At a time where the brown male body remains the single most vilified image in the Western world, the importance of being able to see one’s self represented on screen and across media and advertising, is a crucial element of developing one’s sense of self, especially from an early age. Men of Indian appearance are routinely seen through a media lens as dangerous, so the introduction of a presenter of Indian descent into Play School is a phenomenal step in the direction of positive representation. Something Nick is absolutely thrilled to be a part of.

“It is so important for young people to have positive role models and see themselves depicted on screen, especially young Indian kids”. Additionally, it is just as important for children of non-Indian backgrounds to see the brown male body represented in a positive manner to counter-act all the negative representation.

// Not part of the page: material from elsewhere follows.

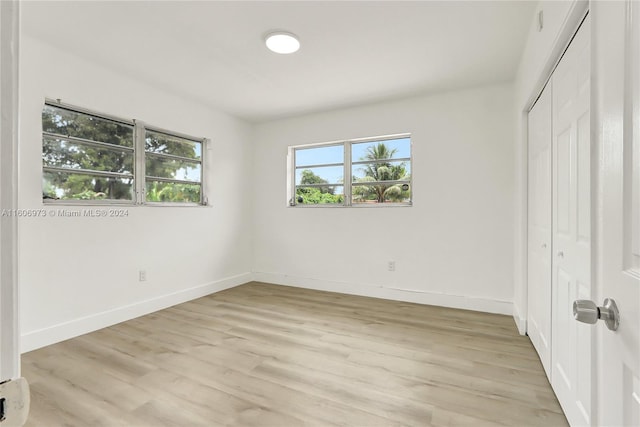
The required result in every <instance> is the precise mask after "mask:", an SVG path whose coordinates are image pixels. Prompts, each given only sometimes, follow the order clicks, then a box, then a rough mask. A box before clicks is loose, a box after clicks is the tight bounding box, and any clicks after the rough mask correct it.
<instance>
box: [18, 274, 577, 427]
mask: <svg viewBox="0 0 640 427" xmlns="http://www.w3.org/2000/svg"><path fill="white" fill-rule="evenodd" d="M22 367H23V375H24V376H25V377H26V378H27V379H28V380H29V382H30V384H31V388H32V407H31V414H30V417H29V420H28V422H27V426H46V427H49V426H52V427H56V426H72V427H73V426H83V427H84V426H134V427H147V426H149V427H151V426H154V427H155V426H189V427H190V426H194V427H195V426H218V425H233V426H279V427H282V426H303V425H305V426H309V425H310V426H392V425H393V426H395V425H407V426H431V425H433V426H456V425H460V426H464V425H473V426H494V425H496V426H497V425H512V426H528V425H530V426H542V425H544V426H549V425H551V426H566V425H567V423H566V419H565V418H564V415H563V413H562V410H561V409H560V406H559V405H558V402H557V400H556V398H555V395H554V394H553V391H552V390H551V387H550V386H549V383H548V381H547V379H546V377H545V375H544V372H543V370H542V366H541V364H540V362H539V359H538V358H537V355H536V353H535V350H534V349H533V347H532V346H531V343H530V341H529V340H528V338H526V337H522V336H520V335H519V334H518V332H517V330H516V328H515V325H514V322H513V319H512V318H510V317H509V316H500V315H494V314H486V313H478V312H472V311H467V310H454V309H449V308H443V307H433V306H426V305H419V304H411V303H406V302H398V301H387V300H381V299H375V298H365V297H357V296H352V295H345V294H337V293H329V292H319V291H314V290H309V289H298V288H293V287H287V286H276V285H268V284H264V283H256V282H253V283H249V284H246V285H242V286H239V287H236V288H232V289H229V290H226V291H222V292H219V293H216V294H213V295H210V296H207V297H203V298H199V299H197V300H194V301H189V302H187V303H184V304H180V305H177V306H174V307H171V308H168V309H166V310H162V311H159V312H156V313H152V314H149V315H147V316H143V317H140V318H137V319H133V320H130V321H127V322H124V323H121V324H118V325H114V326H112V327H109V328H105V329H102V330H100V331H96V332H93V333H91V334H87V335H84V336H81V337H77V338H74V339H71V340H68V341H65V342H62V343H59V344H55V345H53V346H49V347H46V348H43V349H40V350H36V351H33V352H31V353H27V354H24V355H23V358H22Z"/></svg>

A huge focus of Nick’s work is around “normalising diversity, which is important for future generations. At the moment, it is such a buzzword and actors are cast for the sake of it.”

In the future, he hopes that diverse actors are presented with opportunities as diverse as their respective backgrounds.

As for his own future plans, Nick is presently content with where he is working on Play School and is also lending his voice and using his platforms to aid the Yes Campaign for Marriage Equality of which he is a big proponent. “I am a Yes campaigner! And I believe in equality for all”.

Saving the most important question for last, Nick confirms that he would indeed always and without hesitation choose to go through the Arch Play School window (earning a thumb’s up from us!) but also goes on to explain, “There is a diamond window now! We went through it the other day!” Change is well and truly in the air, even on Australia’s oldest television sets – the sort of change that is both long overdue and wholeheartedly welcome.